Senza titolo

Quando le Nazioni Unite approvarono la Convenzione Internazionale sui diritti dell’Infanzia, il 20 novembre 1989, non ci fu bisogno di votare: fu un’acclamazione unanime. La Convenzione era scritta in arabo, cinese, francese, inglese, russo e spagnolo: l’intero mondo stringeva un unico patto, una grande promessa verso i suoi figli più piccoli. E tutti i Paesi, poi, la ratificarono.

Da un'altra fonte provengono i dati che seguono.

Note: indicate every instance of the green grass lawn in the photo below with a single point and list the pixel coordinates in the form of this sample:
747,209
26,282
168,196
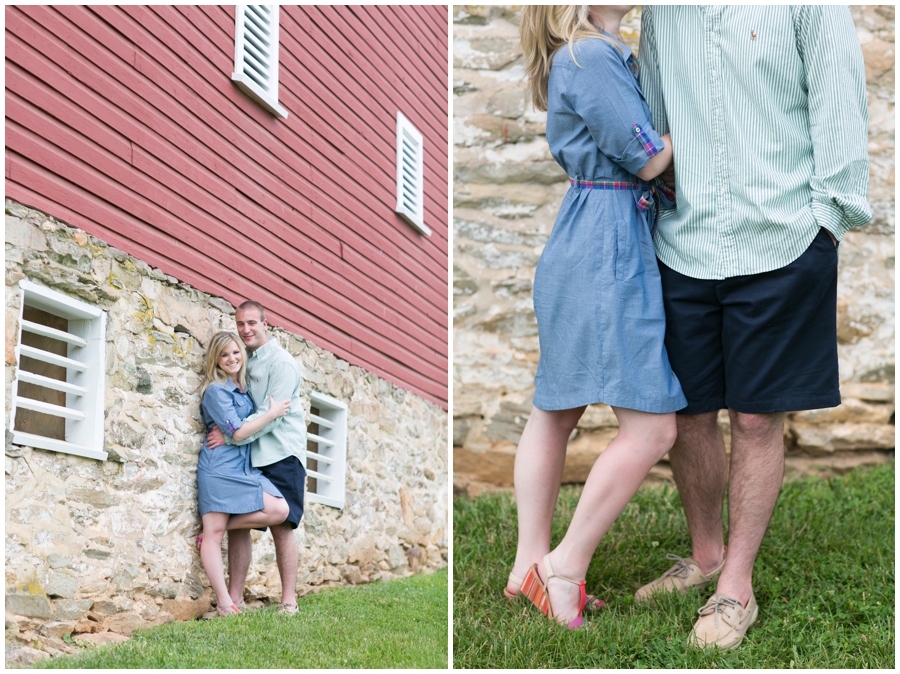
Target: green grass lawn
402,623
824,581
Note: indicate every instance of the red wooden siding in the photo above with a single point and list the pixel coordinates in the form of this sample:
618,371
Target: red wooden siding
123,120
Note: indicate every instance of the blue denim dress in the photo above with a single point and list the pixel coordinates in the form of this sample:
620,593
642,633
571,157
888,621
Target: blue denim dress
597,290
226,482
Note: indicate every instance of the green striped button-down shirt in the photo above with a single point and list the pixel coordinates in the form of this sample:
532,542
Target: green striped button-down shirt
272,371
767,111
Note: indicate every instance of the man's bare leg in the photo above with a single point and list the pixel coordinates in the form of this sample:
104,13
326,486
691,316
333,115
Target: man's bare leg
700,471
757,469
286,555
240,550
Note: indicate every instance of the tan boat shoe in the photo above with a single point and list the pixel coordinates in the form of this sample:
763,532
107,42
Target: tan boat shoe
723,622
683,575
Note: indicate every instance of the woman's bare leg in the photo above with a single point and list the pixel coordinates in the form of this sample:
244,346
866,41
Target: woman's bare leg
275,511
540,458
643,440
211,555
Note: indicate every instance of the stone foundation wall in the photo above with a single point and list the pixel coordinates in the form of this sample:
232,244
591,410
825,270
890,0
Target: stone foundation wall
507,191
96,546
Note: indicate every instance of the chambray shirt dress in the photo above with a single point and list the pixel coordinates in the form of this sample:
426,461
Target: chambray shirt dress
226,482
597,290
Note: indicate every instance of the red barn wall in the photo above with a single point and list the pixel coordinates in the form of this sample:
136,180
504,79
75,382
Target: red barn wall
123,121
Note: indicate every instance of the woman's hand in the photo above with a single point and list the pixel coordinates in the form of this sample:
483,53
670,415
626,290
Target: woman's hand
279,409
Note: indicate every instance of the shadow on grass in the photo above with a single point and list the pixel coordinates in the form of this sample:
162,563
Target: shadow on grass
824,581
402,623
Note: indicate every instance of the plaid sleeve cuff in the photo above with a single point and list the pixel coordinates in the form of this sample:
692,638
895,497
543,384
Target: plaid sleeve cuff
645,141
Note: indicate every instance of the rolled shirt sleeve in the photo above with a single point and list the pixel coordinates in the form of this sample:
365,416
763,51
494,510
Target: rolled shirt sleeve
218,403
604,93
829,48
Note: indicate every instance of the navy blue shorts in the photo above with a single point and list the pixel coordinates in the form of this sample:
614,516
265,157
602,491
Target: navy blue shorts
759,343
289,476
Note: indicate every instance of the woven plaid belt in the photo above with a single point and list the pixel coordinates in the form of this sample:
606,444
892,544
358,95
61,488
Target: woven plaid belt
655,195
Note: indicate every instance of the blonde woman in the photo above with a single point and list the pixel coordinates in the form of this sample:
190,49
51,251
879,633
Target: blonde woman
231,493
597,298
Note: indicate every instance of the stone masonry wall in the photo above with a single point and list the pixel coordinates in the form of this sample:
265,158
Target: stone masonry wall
108,546
507,190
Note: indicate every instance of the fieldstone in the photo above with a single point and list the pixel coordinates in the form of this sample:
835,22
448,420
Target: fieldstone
362,550
351,574
185,610
70,609
508,102
23,234
123,579
100,639
396,556
869,392
87,627
56,629
103,607
29,605
165,590
826,438
23,656
124,623
509,422
58,561
415,555
61,584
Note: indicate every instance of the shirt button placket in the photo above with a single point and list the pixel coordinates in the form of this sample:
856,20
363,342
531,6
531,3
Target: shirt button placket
720,180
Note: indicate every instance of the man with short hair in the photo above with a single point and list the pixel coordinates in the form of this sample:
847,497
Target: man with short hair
766,107
279,451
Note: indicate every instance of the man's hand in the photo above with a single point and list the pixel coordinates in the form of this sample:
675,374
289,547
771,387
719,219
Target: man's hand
216,438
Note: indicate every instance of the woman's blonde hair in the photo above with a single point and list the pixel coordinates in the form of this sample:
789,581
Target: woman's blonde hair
212,372
543,30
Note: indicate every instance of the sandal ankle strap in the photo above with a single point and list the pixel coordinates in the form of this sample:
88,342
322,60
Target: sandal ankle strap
553,574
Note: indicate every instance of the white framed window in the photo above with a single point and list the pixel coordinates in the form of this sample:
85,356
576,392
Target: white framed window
256,54
326,455
58,391
410,174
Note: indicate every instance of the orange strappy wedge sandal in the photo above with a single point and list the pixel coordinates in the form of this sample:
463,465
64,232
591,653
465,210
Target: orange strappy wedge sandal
536,590
593,604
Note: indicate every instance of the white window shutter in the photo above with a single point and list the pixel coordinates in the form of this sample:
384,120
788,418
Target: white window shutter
256,54
327,465
60,374
410,174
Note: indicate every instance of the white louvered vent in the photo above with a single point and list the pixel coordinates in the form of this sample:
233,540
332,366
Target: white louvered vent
326,450
256,54
58,393
410,174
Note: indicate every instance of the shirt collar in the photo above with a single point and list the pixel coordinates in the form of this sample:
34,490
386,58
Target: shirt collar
263,350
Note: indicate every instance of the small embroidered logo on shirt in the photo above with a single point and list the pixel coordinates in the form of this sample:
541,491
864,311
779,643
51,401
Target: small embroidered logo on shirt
645,142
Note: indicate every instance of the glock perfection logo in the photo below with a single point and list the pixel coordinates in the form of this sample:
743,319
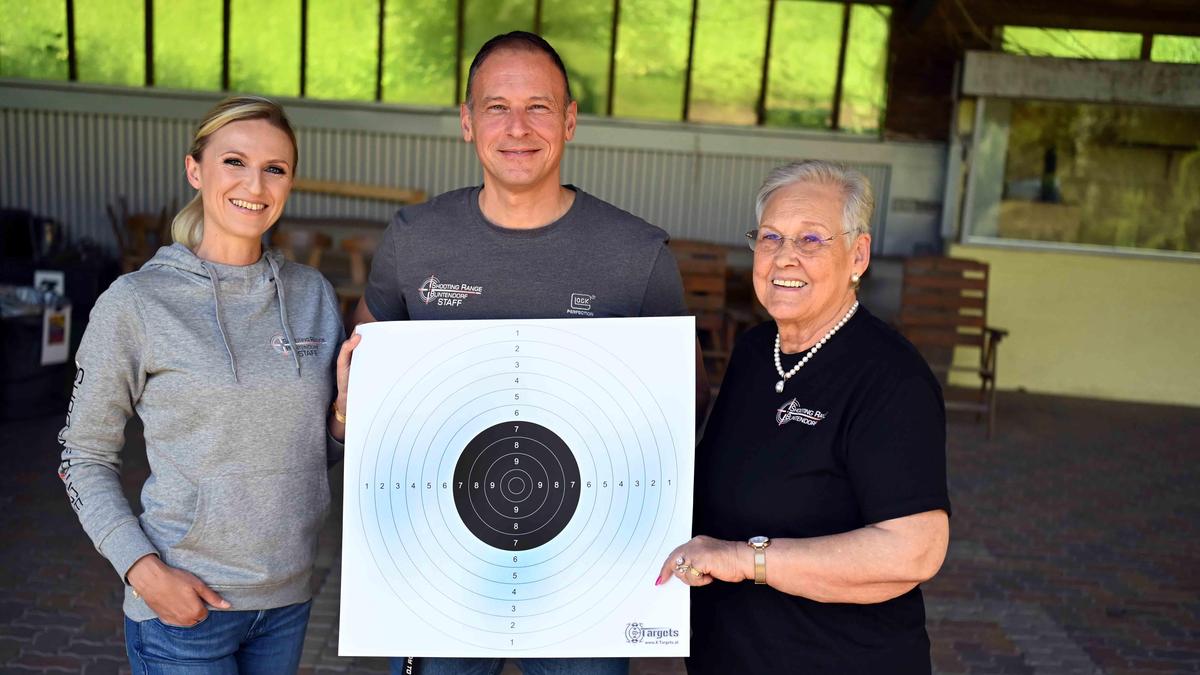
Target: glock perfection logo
639,634
435,291
581,304
791,411
305,346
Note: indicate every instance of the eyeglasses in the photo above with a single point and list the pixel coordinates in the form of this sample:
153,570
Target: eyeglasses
769,243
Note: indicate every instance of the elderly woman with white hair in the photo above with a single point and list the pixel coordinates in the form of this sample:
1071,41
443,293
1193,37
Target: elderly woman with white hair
821,497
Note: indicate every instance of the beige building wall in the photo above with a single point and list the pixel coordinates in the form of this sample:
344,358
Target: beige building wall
1097,326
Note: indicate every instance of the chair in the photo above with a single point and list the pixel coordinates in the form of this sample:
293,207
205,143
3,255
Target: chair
702,267
943,305
138,236
298,242
359,250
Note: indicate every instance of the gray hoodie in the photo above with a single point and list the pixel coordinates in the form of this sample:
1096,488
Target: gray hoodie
232,371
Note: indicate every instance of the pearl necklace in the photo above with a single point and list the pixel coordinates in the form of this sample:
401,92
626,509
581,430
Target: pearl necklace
786,376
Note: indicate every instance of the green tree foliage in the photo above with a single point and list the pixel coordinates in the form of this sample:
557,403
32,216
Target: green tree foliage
581,31
187,45
34,39
726,69
804,64
111,41
1175,49
652,58
264,47
864,78
343,39
1072,43
419,52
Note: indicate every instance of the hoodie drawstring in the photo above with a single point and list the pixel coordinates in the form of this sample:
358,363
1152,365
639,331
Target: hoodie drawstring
283,311
216,303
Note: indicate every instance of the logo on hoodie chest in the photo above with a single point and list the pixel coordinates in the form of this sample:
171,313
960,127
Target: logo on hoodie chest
304,346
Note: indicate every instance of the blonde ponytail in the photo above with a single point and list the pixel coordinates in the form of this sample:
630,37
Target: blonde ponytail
187,228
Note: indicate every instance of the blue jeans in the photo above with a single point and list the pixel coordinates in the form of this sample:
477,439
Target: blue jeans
226,643
528,665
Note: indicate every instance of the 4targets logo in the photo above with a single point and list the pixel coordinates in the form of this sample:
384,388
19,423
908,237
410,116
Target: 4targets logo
435,291
639,634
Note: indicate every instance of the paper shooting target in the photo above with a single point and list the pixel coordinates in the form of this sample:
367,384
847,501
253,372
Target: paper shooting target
513,487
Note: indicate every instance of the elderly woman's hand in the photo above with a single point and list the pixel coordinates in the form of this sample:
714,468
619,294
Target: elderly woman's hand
705,559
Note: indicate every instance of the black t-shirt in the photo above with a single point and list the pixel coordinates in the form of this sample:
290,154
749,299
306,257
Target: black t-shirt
858,436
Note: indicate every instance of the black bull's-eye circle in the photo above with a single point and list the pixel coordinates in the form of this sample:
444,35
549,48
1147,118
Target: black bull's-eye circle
516,485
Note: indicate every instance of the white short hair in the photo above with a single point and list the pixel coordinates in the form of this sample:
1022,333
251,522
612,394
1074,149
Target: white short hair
856,190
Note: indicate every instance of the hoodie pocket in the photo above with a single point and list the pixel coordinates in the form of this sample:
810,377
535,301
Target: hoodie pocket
255,530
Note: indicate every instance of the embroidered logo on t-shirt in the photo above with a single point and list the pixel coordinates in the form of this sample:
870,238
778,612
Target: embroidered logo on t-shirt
792,411
581,304
435,291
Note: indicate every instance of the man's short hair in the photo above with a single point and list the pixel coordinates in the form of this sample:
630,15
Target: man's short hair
516,41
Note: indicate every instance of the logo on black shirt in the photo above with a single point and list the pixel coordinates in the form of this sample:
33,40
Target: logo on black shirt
435,291
791,411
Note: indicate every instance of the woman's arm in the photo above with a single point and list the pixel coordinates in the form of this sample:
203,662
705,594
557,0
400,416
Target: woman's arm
109,377
869,565
112,366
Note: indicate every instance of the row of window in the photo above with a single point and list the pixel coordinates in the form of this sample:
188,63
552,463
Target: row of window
1072,43
729,61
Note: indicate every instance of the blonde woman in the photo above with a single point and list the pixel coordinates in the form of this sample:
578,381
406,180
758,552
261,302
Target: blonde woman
227,353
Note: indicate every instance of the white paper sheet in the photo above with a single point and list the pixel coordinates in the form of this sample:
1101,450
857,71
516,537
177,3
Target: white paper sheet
513,487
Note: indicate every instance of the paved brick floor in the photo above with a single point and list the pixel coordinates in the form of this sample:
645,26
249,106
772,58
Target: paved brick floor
1074,549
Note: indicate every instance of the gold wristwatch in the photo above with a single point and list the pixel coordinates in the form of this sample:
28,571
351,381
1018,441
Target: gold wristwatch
760,557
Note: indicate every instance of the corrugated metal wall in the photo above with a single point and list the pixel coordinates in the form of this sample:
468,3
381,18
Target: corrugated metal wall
70,165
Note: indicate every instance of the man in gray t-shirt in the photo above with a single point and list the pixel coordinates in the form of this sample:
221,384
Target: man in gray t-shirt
523,245
445,260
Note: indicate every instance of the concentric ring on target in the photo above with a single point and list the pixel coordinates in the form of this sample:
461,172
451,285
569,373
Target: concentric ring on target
516,485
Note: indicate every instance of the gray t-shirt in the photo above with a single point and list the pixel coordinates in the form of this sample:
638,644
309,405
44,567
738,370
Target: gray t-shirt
444,260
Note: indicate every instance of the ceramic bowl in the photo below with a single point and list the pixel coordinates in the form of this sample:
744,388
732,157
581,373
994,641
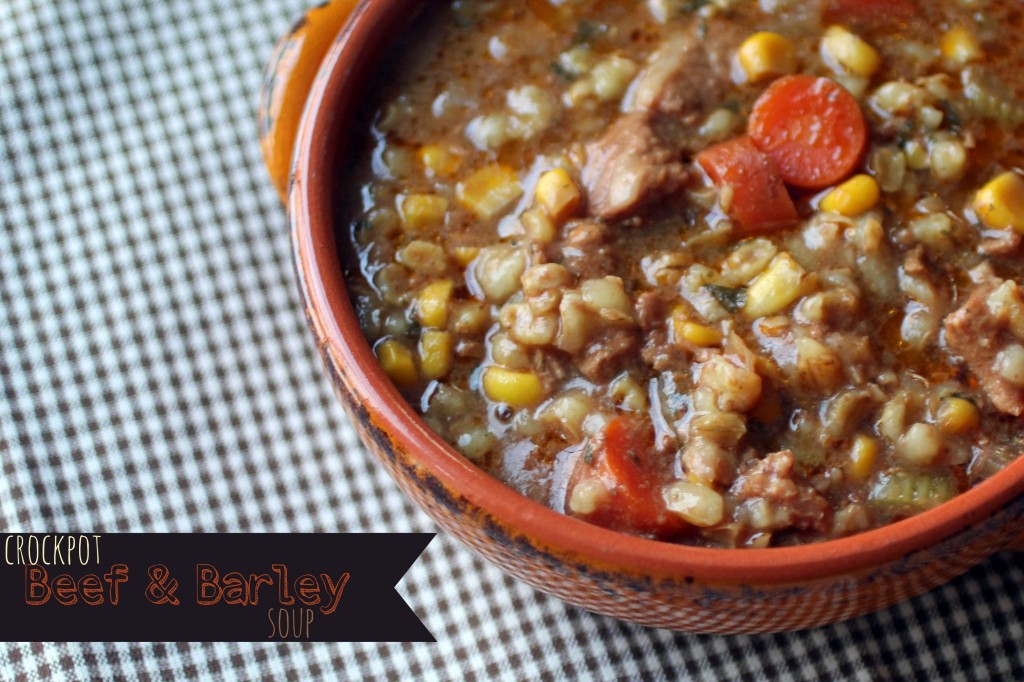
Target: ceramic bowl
638,580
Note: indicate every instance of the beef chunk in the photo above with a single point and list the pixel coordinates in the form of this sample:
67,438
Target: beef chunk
979,330
772,500
587,251
630,167
603,358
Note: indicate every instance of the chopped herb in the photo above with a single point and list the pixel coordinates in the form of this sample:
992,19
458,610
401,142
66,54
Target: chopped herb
560,72
732,299
587,32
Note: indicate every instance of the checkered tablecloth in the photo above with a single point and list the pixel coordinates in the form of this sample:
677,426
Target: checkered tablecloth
158,376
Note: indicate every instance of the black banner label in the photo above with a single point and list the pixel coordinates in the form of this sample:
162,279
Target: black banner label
217,587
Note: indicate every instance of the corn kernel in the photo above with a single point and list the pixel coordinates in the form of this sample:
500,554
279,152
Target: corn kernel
489,190
439,160
1000,203
397,363
863,455
420,212
433,302
435,353
957,416
557,194
765,55
518,389
465,255
774,289
691,332
843,50
960,45
852,198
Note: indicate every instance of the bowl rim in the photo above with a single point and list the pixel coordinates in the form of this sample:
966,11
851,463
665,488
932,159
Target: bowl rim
349,61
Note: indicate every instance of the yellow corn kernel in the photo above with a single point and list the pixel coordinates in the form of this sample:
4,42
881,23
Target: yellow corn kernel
439,160
957,416
774,289
397,363
433,302
863,455
465,255
684,329
488,190
1000,203
766,55
420,212
960,46
435,353
518,389
846,51
557,194
852,198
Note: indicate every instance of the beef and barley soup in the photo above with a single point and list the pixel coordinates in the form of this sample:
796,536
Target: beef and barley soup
718,272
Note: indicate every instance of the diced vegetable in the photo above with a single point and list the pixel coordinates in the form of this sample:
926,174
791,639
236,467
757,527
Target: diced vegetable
765,55
907,493
960,45
435,353
751,189
811,127
1000,203
846,51
774,289
857,195
420,212
489,190
558,195
957,416
397,363
518,389
863,456
432,303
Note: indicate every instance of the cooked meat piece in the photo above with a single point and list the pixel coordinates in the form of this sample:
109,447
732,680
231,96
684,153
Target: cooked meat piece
587,251
687,76
629,167
978,331
603,358
768,493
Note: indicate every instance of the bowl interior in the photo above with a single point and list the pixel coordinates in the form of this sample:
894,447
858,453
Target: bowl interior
322,144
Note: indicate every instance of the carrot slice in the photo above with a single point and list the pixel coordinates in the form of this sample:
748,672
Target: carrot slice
759,200
624,461
811,127
872,9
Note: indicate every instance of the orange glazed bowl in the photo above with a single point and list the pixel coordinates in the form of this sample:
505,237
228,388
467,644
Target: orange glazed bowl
643,581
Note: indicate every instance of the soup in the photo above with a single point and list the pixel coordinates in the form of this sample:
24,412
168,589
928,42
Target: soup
716,272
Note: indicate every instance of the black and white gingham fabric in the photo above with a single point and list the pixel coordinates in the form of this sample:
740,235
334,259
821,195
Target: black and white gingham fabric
157,377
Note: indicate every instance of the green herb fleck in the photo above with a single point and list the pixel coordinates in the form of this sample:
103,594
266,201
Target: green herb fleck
587,32
732,299
561,73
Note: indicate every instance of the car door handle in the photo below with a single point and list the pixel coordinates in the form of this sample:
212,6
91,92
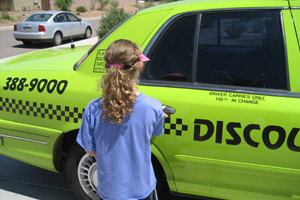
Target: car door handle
169,110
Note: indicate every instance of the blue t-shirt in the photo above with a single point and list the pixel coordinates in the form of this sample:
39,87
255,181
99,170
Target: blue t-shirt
123,151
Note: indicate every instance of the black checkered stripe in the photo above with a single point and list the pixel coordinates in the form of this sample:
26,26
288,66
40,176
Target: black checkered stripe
178,127
42,110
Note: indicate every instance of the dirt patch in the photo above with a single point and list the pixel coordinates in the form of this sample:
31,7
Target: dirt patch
21,15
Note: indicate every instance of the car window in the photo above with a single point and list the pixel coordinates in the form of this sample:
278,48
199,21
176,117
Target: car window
60,18
38,18
241,49
72,18
231,48
171,57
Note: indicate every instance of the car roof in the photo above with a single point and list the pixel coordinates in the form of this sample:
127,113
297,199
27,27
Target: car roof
51,12
193,5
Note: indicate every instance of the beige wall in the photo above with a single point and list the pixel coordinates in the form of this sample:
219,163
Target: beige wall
88,4
19,5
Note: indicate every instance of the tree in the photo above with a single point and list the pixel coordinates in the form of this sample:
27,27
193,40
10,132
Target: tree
63,4
113,17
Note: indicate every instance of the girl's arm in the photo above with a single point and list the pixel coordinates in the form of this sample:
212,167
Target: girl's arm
92,153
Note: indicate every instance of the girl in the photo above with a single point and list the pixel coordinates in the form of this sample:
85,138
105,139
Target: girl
117,128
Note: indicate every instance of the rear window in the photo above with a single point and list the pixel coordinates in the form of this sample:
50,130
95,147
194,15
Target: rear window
38,18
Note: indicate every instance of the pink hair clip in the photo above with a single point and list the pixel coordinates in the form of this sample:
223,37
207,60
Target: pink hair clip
116,65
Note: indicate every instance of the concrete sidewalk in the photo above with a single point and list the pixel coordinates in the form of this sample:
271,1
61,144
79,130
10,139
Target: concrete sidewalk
90,41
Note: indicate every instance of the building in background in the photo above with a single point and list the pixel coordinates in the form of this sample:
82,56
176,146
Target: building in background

Quella data del 20 novembre si celebra ancora, anno dopo anno; oggi è appunto la "Giornata internazionale del Bambino". Una festa? In certo modo sì, se l’occasione di rileggere il testo della Convenzione rinfresca una coscienza universale così sollecita verso la vita, verso la gioia, verso la protezione dei bambini, verso la loro felicità . Quasi a sigillare nel diritto l’obbligazione doverosa che trent’anni prima l’Onu aveva enunciato nel Preambolo di una Dichiarazione universale: "L’umanità  ha il dovere di dare ai bambini il meglio di se stessa". E il meglio ora sta scritto nel catalogo dei diritti che parlano della vita, della libertà , della dignità , della famiglia, della salute, del sostentamento, dell’educazione e della conoscenza, del gioco, del riposo, del soccorso e della "speciale protezione", e insomma di tutto ciò che fa vita la vita; e che peraltro neppure basta se non si iscrive in un orizzonte esterno, come il diritto di crescere in "un ambiente familiare, in un’atmosfera di felicità , amore e comprensione".
Ma appena l’occhio trascorre dal mondo dei patti e delle norme al mondo della realtà  la voglia di festa scompare, perché la promessa di 14 anni fa è stata largamente tradita. Un bambino su quattro vive in povertà  estrema, uno su 12 muore prima di aver compiuto 5 anni, 200 milioni lavorano e sono sfruttati, 120 milioni non hanno mai visto una scuola, e l’infamia della prostituzione recluta e rapisce ogni anno un milione di piccoli schiavi. E dire che la Convenzione del 1989 non è la stessa cosa della Dichiarazione universale di 30 anni prima, pur di altissimo valore et ico; è un vero e proprio Trattato, e nei Paesi che l’hanno ratificato (tutti) è legge, è norma interna. E la violazione della norma si chiama ingiustizia, si chiama torto, si chiama delitto. C’è da avvampare di vergogna e di rimorso, se anche usiamo soltanto la spanna più corta della legge a misurare la violazione dei diritti umani più elementari verso un esercito di bambini dalla vita torturata e disperata.
Perchè in realtà  la spanna della legge, la sua temperatura, non si contenterebbe di levare le infamie; il diritto vuole di più, il diritto ha arrischiato per l’infanzia parole grandi e tremende come la felicità , come l’amore. Vi sono tragedie riflesse che spezzano il diritto dei bambini anche senza diretta intenzione. Nessuno getta bombe su una città  allo scopo di massacrare i bambini, ma sotto le macerie si vedono i corpicini dilaniati dell’innocenza crocifissa. Nel quotidiano, i conflitti familiari e il disamore e gli epiloghi della disgregazione non cercano l’infelicità  dei figli; però la procurano. Il mondo adulto indaffarato, insonne o sonnambulo, il mondo dello scambio, del business e dell’autorealizzazione, che non sciupa tempo per i gesti dell’amore, consegna ai propri bambini la peggiore delle povertà .
Il 20 novembre è anche un giorno di rendiconto. Non per disperare, ma per guardare i bambini negli occhi e finalmente "vederli". Non sono loro gli incompatibili col nostro dannato mondo, siamo noi che rendiamo impossibili i loro diritti. Ma è nella loro esistenza l’invocata ragione di raddrizzare la nostra stessa vita, per noi; ci salveranno i bambini: è esattamente perché ci sono i bambini che il mondo deve cambiare.